Movie review: ‘Brutal Beauty: Tales of the Rose City Rollers’
Roller derby is a lot more than just skating around and around a track, as any of the bruised but buoyant gals featured in the documentary “Brutal Beauty: Tales of the Rose City Rollers” will tell you. For the uber-competitive, it’s a puzzle to solve; for the creative, it’s an alter-ego party of hot pants, punny names and tattoos; for the highly social, it’s always girls’ night out; and for plenty of women whose toughness has no outlet in polite society, it’s an emotional release or athletically minded anger management.
The fierce, funny Portland, Ore., women whose independent league is the focus of director Chip Mabry’s film — and who go by game aliases such as Madame Bumpsalot, Cadillac, Blood Clottia and the literately clever Scratcher in the Eye — are a charismatic, articulate bunch. At a certain point their sentiments about roller derby become repetitive, though, and you wish Mabry had done more observing of these tattooed, hard-working warriors in situations other than an interview or midbout. (Unlike a rousing derby match, documentaries can definitely feel monotonously circular.)

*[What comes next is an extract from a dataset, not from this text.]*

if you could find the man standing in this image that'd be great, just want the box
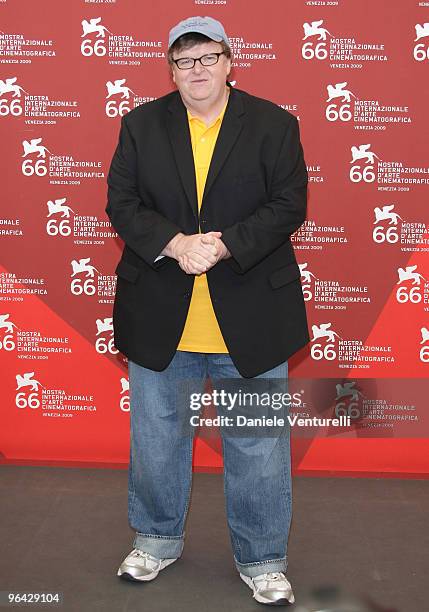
[106,16,309,606]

But for anyone unfamiliar with the flowering punk aesthetic of female roller derby in the last few decades, the scrappy, admiring “Brutal Beauty” is an energetic personality parade of some of the sport’s die-hards.
— Robert Abele
“Brutal Beauty: Tales of the Rose City Rollers.” Unrated. Running time: 1 hour, 19 minutes. At the Downtown Independent, Los Angeles.